Sahlah had known that to accept the stone—no matter how innocently it had been offered—would be to cross an invisible line with Theo Shaw. And she saw the part of herself that was Asian lowering her head and quietly sliding the serrated bit of prehistoric fish across the desk in polite refusal of the gift. But the part of herself that was English took action first, fingers closing round the fossil and voice saying, “Thank you. I know I can use it. I'll show you the necklace when I've finished it, if you'd like.”

“I'd like that very much indeed,” he said. Then he'd smiled and an unspoken bargain had been struck between them. Her jewellery making would be their excuse for conversation. His fossil collecting would justify their continuing to meet.

But one did not fall in love because a single stone or a thousand stones passed from a man's hand into a woman's. And Sahlah Malik hadn't fallen in love with Theo Shaw because of a stone. Indeed, until she was in the midst of loving him, she hadn't even realised that there was a simple word of four letters that explained the softness she felt round her heart, the yearning she experienced in the palms of her hands, the warmth that rose from her throat, and the lightness of body as if she had no real body when Theo was present or when she heard his voice.

“White man's slag,” Muhannad had cursed her, and she'd heard the hiss—like a snake's—in his words. “You're going to pay. The way all whores pay.”

But she wouldn't think of it, she wouldn't, she wouldn't.

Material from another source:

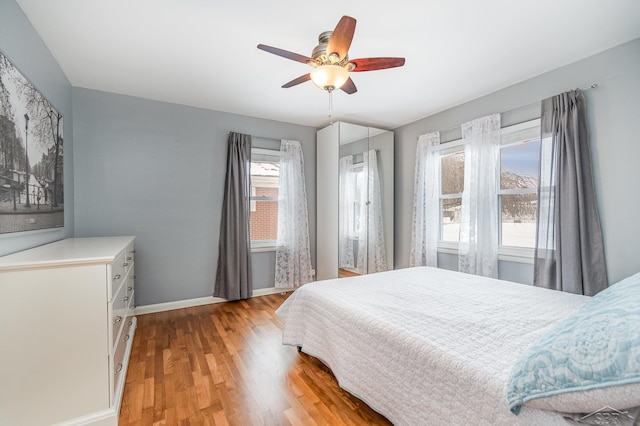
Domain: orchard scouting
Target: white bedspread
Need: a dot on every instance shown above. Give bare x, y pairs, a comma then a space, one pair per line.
426, 346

Sahlah raised her head from her arms and looked down at the paper, the pencil, the beads, the beginning of a sketch that was no sketch because nothing within her could create a design or put objects together in a pattern that was balanced and pleasing to the eye. She was lost, now. She was paying the price. She'd been awakened to a longing that couldn't be met within the narrow definition of the life she was expected to lead, and she'd begun to pay the price for this longing months before Haytham's advent among them.

Haytham would have saved her. He possessed an earnest concern for others that set the self aside, and because he was capable of acts of generosity beyond her ken, he greeted the news of her pregnancy with a question that swept aside both her guilt and her fear. “And have you carried this dreadful burden these two months all alone, my Sahlah?”

She hadn't wept until that moment. They'd been sitting in the orchard, side by side on the wooden bench whose back legs slid too far into the soil. Their shoulders had been touching but nothing else touching, until she confided in him. She hadn't been able to look at him as she spoke, knowing how much depended upon the next few minutes of conversation. She couldn't believe he would take her as his wife once he knew that she carried another man's child. But by the same token, she couldn't bring herself to marry him and then to attempt to pass off the birth of a healthy baby as the birth of an infant that would have to be taken as at least two months premature. Besides, he'd been in no immediate hurry to marry, and her parents had seen in his suggestion that they wait not a reluctance to fulfill his part of the marital agreement but a wise man's decision to learn to know the woman who would be his wife. … before she became his wife. But Sahlah had no leisure to pursue an acquaintance with Haytham Querashi.